I'd have to check that chip to be absolutely sure (and I'll try to get to it later), but I'm pretty sure that is a real, modern out-of-order CPU, so it should be fine.  Especially if the system comes with an AMD onboard GPU, which it almost certainly does.

The main problem with Atom and similar processors is that they are in-order processor designs.  They do this to drastically cut the number of transistors needed to design the processor, thereby dramatically reducing leakage current (wasted power).  Modern out-of-order CPUs require large, complex hardware on the CPUs that tries to predict future results in order to allow them to re-order the different instructions coming through into the most efficient sequence.  Those complex "branch precictors" require lots of transistors, and those transistors all leak power.  On modern process technology, leakage actually makes up more than half of the total power used by each transistor on the die, so leakage power is a big, juicy target when you're making a low-power CPU.  In-order design solves that in a way by chopping off the whole branch predictor block and forcing the software to optimize for in-order execution.

This isn't necessarily a fundamental problem, but the problem is that the x86 instruction "language" (used by essentially all Windows-based machines) in particular isn't very well suited to in-order processing (especially at high, modern clockspeeds).  If they had really designed an architecture and CPU core from the ground-up to achieve good performance without a branch predictor, an in-order chip would be fine (that's called ARM, though even they are switching to an out-of-order design with the next generation).  But Intel is essentially recycling the same fundamental core design that they used in the original Pentium processors way back in 1993 and 1994 in the Atom, and just running them at very high clockspeeds possible from their modern manufacturing capabilities.  That really holds them back.

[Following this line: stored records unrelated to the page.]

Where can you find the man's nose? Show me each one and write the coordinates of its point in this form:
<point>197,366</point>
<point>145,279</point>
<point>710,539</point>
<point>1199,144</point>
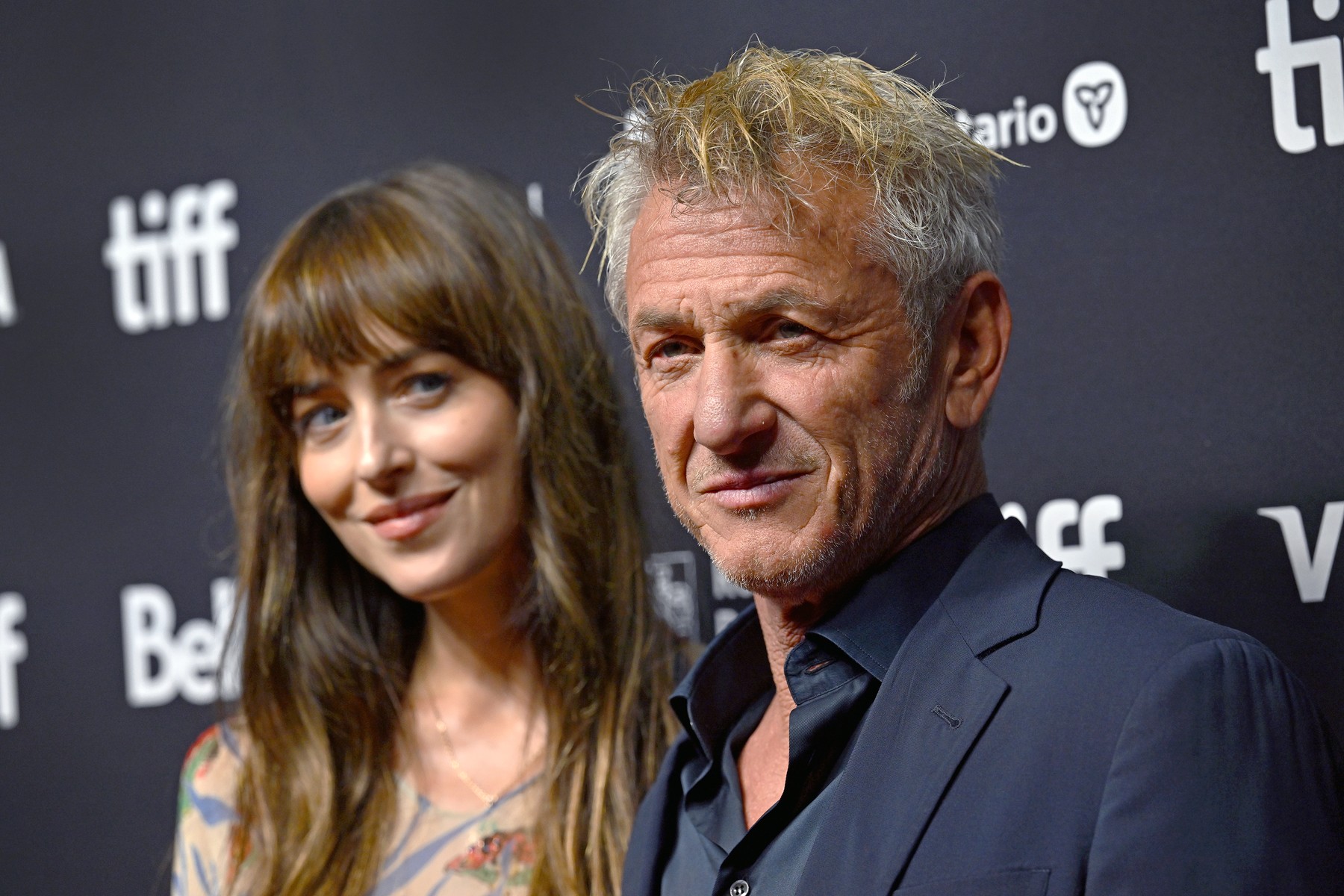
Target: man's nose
<point>730,408</point>
<point>383,454</point>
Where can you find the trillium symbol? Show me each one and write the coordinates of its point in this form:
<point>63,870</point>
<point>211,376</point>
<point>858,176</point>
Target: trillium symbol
<point>1095,99</point>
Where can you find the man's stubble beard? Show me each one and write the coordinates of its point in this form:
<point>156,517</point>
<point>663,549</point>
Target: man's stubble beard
<point>900,487</point>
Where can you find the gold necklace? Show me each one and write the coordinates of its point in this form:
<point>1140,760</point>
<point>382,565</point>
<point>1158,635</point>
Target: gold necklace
<point>484,795</point>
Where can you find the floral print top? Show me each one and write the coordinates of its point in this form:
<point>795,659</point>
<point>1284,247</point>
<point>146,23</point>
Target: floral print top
<point>433,852</point>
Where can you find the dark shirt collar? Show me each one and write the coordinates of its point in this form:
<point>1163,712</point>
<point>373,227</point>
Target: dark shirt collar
<point>873,625</point>
<point>868,628</point>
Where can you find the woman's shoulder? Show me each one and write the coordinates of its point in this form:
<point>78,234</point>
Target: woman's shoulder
<point>208,810</point>
<point>213,763</point>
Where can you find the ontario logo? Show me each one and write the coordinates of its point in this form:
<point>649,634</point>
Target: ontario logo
<point>1095,107</point>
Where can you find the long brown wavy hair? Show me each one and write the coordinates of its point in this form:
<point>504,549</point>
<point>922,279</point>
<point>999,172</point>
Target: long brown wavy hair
<point>455,262</point>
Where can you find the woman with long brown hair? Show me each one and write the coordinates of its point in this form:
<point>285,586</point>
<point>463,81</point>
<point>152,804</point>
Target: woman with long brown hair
<point>453,682</point>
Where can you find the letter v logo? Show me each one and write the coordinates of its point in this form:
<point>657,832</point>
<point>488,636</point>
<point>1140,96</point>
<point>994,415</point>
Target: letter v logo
<point>1310,571</point>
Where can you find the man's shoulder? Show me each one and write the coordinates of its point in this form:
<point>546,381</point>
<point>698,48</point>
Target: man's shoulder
<point>1100,640</point>
<point>1085,608</point>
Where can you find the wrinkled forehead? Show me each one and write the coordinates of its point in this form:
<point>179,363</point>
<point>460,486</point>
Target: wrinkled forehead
<point>742,249</point>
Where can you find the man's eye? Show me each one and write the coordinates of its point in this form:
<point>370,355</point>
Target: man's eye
<point>670,349</point>
<point>791,329</point>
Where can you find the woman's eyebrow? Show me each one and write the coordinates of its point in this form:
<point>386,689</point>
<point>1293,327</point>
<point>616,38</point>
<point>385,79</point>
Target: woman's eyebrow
<point>302,390</point>
<point>401,359</point>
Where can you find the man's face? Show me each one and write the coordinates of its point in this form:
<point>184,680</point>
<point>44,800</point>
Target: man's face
<point>771,368</point>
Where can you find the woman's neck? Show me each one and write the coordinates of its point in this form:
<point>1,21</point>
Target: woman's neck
<point>473,645</point>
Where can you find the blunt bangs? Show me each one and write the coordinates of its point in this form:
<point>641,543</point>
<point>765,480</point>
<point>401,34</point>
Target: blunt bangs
<point>370,260</point>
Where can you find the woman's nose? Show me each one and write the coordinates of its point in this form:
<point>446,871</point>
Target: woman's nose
<point>383,455</point>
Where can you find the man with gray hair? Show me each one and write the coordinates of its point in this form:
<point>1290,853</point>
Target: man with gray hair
<point>801,247</point>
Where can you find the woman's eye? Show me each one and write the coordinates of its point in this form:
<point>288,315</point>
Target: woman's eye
<point>320,418</point>
<point>426,385</point>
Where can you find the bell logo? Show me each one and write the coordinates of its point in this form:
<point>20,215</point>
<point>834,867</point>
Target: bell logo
<point>1310,571</point>
<point>1095,104</point>
<point>1283,57</point>
<point>161,662</point>
<point>178,274</point>
<point>13,649</point>
<point>8,312</point>
<point>1093,554</point>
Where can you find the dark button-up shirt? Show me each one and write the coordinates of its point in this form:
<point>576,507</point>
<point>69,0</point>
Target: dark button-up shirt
<point>833,675</point>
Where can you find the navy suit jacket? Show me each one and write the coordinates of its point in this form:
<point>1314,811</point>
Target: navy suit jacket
<point>1048,732</point>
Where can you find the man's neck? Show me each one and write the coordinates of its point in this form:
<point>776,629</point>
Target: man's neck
<point>785,621</point>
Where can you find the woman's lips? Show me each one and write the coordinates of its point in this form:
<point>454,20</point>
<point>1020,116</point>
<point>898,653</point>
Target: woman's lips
<point>408,517</point>
<point>750,491</point>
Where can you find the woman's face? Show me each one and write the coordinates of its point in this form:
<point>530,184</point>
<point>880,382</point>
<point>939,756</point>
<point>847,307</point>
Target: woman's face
<point>413,461</point>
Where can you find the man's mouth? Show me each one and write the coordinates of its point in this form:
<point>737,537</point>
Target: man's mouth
<point>752,489</point>
<point>405,519</point>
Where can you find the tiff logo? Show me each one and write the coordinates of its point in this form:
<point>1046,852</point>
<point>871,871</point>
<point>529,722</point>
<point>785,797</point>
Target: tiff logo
<point>1283,57</point>
<point>1310,571</point>
<point>8,311</point>
<point>164,662</point>
<point>1093,554</point>
<point>175,270</point>
<point>13,649</point>
<point>672,583</point>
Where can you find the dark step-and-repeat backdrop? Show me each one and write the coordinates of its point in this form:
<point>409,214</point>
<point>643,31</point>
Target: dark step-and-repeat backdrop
<point>1171,415</point>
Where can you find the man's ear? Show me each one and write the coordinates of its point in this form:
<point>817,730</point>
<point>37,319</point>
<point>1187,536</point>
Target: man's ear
<point>977,343</point>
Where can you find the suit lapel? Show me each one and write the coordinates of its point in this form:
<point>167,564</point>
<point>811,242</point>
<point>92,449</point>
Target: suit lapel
<point>929,712</point>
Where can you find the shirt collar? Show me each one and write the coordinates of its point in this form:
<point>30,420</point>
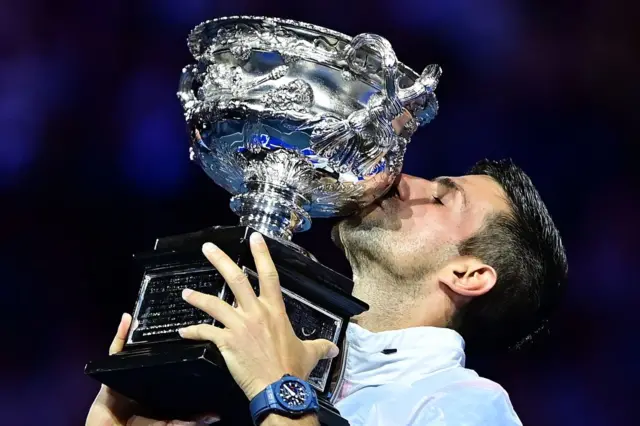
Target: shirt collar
<point>419,352</point>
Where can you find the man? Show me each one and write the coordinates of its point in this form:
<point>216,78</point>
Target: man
<point>472,259</point>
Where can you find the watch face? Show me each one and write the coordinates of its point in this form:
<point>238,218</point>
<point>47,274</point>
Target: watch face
<point>293,394</point>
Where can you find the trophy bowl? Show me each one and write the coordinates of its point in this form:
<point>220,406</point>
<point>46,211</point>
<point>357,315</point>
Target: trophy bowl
<point>295,121</point>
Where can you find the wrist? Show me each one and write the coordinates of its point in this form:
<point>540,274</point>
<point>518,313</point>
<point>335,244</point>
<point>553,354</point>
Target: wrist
<point>260,384</point>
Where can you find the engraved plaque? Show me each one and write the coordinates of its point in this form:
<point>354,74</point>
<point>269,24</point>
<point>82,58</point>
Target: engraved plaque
<point>160,309</point>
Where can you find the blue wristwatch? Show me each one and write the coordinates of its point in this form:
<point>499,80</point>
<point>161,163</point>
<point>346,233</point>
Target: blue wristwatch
<point>290,396</point>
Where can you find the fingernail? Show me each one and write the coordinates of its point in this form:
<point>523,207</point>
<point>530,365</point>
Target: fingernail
<point>210,420</point>
<point>209,247</point>
<point>257,238</point>
<point>333,352</point>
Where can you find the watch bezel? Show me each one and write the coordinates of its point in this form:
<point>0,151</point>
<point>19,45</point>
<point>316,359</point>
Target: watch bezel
<point>310,393</point>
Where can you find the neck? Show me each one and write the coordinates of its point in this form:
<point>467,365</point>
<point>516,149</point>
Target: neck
<point>396,304</point>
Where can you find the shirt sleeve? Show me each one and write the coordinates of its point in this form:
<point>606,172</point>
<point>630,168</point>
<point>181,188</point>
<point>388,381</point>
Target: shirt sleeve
<point>474,403</point>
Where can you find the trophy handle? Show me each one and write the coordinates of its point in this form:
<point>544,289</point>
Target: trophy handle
<point>389,64</point>
<point>185,89</point>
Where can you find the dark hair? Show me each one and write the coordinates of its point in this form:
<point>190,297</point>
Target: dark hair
<point>525,249</point>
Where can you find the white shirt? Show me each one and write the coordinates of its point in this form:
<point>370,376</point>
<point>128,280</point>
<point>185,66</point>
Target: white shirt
<point>423,383</point>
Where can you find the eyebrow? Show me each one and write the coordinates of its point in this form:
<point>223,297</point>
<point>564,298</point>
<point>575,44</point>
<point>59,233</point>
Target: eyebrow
<point>451,184</point>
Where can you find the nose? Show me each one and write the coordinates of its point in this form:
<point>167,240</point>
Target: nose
<point>411,186</point>
<point>403,183</point>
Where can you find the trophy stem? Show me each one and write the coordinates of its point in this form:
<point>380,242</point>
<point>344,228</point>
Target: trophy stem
<point>273,210</point>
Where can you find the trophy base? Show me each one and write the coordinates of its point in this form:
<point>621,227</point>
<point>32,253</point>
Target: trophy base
<point>177,383</point>
<point>170,377</point>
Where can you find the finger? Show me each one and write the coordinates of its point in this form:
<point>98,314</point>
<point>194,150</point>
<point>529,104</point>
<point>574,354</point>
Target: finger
<point>204,332</point>
<point>214,306</point>
<point>123,328</point>
<point>267,273</point>
<point>146,421</point>
<point>233,275</point>
<point>322,348</point>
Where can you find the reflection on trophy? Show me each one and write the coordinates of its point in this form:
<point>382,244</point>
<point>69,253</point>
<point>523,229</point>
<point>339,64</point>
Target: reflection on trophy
<point>295,121</point>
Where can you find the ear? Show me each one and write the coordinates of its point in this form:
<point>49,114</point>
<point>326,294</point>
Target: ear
<point>468,276</point>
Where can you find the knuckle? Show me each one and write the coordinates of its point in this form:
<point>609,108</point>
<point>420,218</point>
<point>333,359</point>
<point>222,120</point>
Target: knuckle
<point>237,278</point>
<point>271,275</point>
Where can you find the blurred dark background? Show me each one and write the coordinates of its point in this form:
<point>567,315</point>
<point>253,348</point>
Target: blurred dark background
<point>94,166</point>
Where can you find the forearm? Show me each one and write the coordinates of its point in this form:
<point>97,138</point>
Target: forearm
<point>276,420</point>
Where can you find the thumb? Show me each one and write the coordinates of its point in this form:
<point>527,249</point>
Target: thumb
<point>323,349</point>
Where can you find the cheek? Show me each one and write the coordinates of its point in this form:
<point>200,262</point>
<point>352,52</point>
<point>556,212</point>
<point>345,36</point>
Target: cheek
<point>433,224</point>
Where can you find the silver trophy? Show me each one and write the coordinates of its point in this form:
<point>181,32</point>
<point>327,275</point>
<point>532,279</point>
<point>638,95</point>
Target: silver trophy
<point>295,121</point>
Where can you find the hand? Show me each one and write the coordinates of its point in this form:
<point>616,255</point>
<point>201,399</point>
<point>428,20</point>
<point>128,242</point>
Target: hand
<point>113,409</point>
<point>258,343</point>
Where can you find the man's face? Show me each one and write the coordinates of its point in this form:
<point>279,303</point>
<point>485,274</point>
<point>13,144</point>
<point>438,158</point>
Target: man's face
<point>418,225</point>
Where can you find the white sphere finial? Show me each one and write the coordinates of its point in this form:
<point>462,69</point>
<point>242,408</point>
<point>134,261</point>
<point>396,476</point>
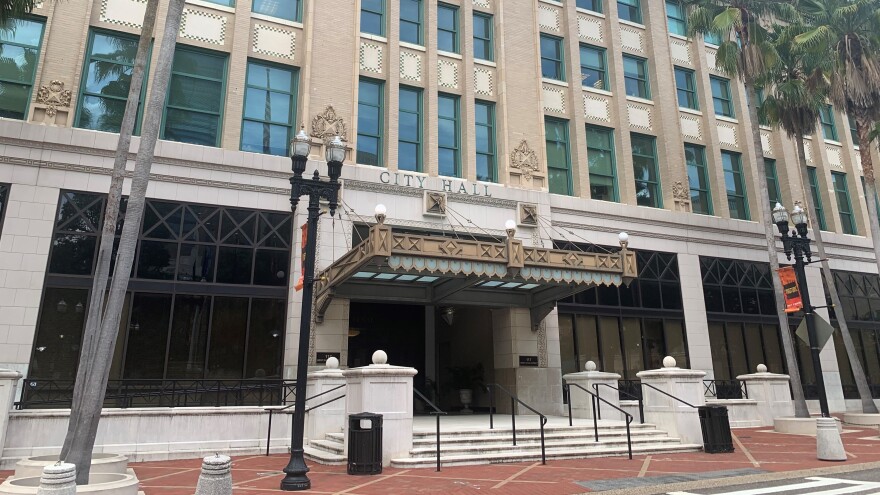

A current generation Atom will get a little over 1/2 the performance of an identically-clocked Pentium 3 CPU in most relevant benchmarks.  So, a 1.6GHz Atom is going to "feel" like a 800-900mHz Pentium 3 CPU.  And that's just plain old for running modern software, and especially for decoding H264-compressed video, and running things written in relatively-inefficient languages like Flash, Java, .NET, and Silverlight.